My time as a PM was the most lucrative period of my career from a networking perspective. PMs have the opportunity to work with amazing people across almost every business unit, often acting as a translator between these groups to coordinate efforts and build the best product possible. Raw exposure to a higher number of people across a broad number of business units is obviously quite valuable from a networking perspective, but even more important is the exposure you get to how these different people think and operate. How does a marketer think about the world? How do I get a designer excited about a particular project? What are three things that make a great account executive? How do our customers think about procuring software? These are all questions that one must ask as a first-time PM, and doing so pays off big dividends in investing. Whether it’s recruiting for a portfolio company, interacting at a board meeting, or attending an event, you meet a ton of different people, and being able to easily switch from speaking with a designer to a salesperson to a customer success leader in an intelligible way is an invaluable skill. Product Management is one of the only roles that give you this breadth of exposure, and it’s something that is advantageous no matter where your career might take you.

Why it matters as a VC

Fast forward to the present day, to my role as an Investor at Index Ventures, the most rewarding and challenging one I've had in my career. I certainly wouldn't be here without all of the amazing people that I had the opportunity to work with during my time as an operator, all of whom taught me a tremendous amount about technology, teamwork, and about myself. The most valuable gift my time as an operator has given me is not empathy, perspective, or network, but rather the glue that ties them together: humility.

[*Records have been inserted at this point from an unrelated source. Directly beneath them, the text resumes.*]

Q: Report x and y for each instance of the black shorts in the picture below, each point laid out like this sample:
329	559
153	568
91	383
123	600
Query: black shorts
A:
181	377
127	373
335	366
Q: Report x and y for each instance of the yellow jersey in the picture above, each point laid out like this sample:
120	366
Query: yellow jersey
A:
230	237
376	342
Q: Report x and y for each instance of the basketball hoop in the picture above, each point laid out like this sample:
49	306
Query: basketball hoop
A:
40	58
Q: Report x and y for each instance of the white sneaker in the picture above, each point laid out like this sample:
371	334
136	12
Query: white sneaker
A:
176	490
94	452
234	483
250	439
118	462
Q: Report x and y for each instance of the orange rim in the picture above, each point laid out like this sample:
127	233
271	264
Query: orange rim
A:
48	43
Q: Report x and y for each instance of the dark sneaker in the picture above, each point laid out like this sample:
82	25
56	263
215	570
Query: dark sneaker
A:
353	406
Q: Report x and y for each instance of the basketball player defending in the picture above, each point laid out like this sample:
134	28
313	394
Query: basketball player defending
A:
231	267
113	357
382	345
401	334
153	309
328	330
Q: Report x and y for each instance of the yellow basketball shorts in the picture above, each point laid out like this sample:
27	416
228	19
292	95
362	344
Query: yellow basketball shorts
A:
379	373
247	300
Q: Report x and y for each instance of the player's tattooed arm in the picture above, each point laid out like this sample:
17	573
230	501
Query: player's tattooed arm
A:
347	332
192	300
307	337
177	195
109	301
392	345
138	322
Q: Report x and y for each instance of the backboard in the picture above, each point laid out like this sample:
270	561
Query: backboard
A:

As an investor, it can be tempting to forget what it’s like to experience the pressure, stress, and personal setbacks that happen every day in the trenches of a high growth startup, where a million split-second decisions slowly sum together to create a game-changing business. Investors often see the high-level strategic wins, the deals closed and products launched, the quarterly investor updates and long conversations with founders over hiring and growth. But too often it can be easy to overlook the thousands of little things that happened along the way: the IC engineer pulling an all-nighter to ship that feature, the sales team coming together to close that last-minute deal, the customer success manager making that tough call to keep a customer from churning, the sweat of a village coming together to turn a founder’s vision into a team’s reality. It is these small, everyday victories of dedication and teamwork that are the highlights of working in startups, the tools that can turn a tiny village into a thriving metropolis. It takes just such a village to raise a software company. All I can do is pick up my new set of tools and do my best to help.